We have now seen the first round of the tax collection begin, and those who were arrested were quite likely opposing the new "taxes", if not plotting actual rebellion (in which case they will almost certainly be executed). There is a clear message here for the rest of the Princes...

Now this is the stuff that historians truly love. 

Eoin Treacy's view

Saudi Arabia has been held together by a series of transfers and concessions to families and tribes that agreed to set aside their enmity in return for a share in the nation’s oil wealth. That worked well as long as the population was small and oil revenues trended higher amid a century of oil’s dominance of the global economy. 

However, the country is now faced with the inevitability that renewable energy will become competitive with oil at some point his century. The most ambitious forecasts put that time within the next decade. For example, this article quotes a former chairman of General Motors predicting the end of the personal automobile with five years. Here is a section: 

“It saddens me to say it, but we are approaching the end of the automotive era,” he writes this month for Automotive News. Our daily travel, he predicts, will migrate to standardized passenger modules as the demolition of the traditional auto industry accelerates. Within five years, he expects, people will start selling their cars for scrap or trade then in for autonomous passenger modules as self-driving cars take over transportation. Within 20 years, human-driven vehicles will be legislated off highways. Companies like Lyft, Uber, Google and other technology companies will take charge of an industry now centered in Detroit, Germany, and Japan.

Even if it takes 30 years for the reality of autonomous vehicles to emerge, a country whose vast wealth depends on oil revenues needs to act now. This article from Newatlas covering the progress Google’ Waymo is making in driverless cars may also be of interest. 
 
Saudi Arabia’s population has swollen to 33 million with about 8 million of those representing guest workers. 50% of the population is aged 25 or less. The logical route to diversification while preserving social cohesion is to tax the wealthy before the poor. With a large young population, who have little chance of enjoying the social profligacy their parents enjoyed, keeping them onside with reform, job creation and hope for a better living standard is a major priority. 

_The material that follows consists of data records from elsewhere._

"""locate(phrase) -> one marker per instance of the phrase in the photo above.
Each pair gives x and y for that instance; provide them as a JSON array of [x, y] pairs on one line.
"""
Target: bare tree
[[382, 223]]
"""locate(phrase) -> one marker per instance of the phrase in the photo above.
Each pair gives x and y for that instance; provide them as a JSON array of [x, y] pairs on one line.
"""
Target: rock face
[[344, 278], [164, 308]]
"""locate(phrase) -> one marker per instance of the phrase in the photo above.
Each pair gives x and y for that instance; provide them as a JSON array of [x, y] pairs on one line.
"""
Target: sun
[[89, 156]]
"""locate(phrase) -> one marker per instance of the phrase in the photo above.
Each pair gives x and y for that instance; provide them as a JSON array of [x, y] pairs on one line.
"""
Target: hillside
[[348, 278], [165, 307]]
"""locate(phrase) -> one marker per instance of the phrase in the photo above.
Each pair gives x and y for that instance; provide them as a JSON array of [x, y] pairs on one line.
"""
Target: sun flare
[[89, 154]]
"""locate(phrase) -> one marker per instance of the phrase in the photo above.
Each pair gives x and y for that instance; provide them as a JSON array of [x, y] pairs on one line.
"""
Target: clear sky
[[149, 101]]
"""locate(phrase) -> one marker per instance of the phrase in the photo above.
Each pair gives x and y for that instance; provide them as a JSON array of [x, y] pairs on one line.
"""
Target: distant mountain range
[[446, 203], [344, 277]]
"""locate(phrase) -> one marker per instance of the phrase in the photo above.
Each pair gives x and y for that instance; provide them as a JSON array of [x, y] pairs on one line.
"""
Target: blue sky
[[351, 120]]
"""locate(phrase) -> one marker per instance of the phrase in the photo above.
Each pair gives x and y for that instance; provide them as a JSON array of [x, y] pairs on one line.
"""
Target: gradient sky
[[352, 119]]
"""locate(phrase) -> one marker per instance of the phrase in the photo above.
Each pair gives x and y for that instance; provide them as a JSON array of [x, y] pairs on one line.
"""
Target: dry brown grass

Additionally, the geopolitical uncertainty arising from the USA’s increasing domestic production of oil as well as Iran’s assertiveness means Saudi Arabia has threats on both the foreign and domestic front. For a feudal society the first recourse is to look to the princes for support. They would do well to consider history which is littered with the names of houses that rebelled against the kingdom and lost. 

In very simple terms, risk attached to Saudi Arabia has surged because the ascension of 32-year old Mohammed bin Salman represents the claiming of power by a younger generation representing more than 50% of the population. He has to take risks because to do otherwise would ensure the breakdown of social cohesion as the country loses the ability to fund its social programs over time. By upsetting the status quo, the range of potential outcomes has increased, and it is by no means certain that he will prevail. 

The potential for another proxy conflict against Iran, this time in Lebanon, represents another expensive extra-territorial foray. 

These factors continue to represent a tailwind for oil prices which are holding the move above $60.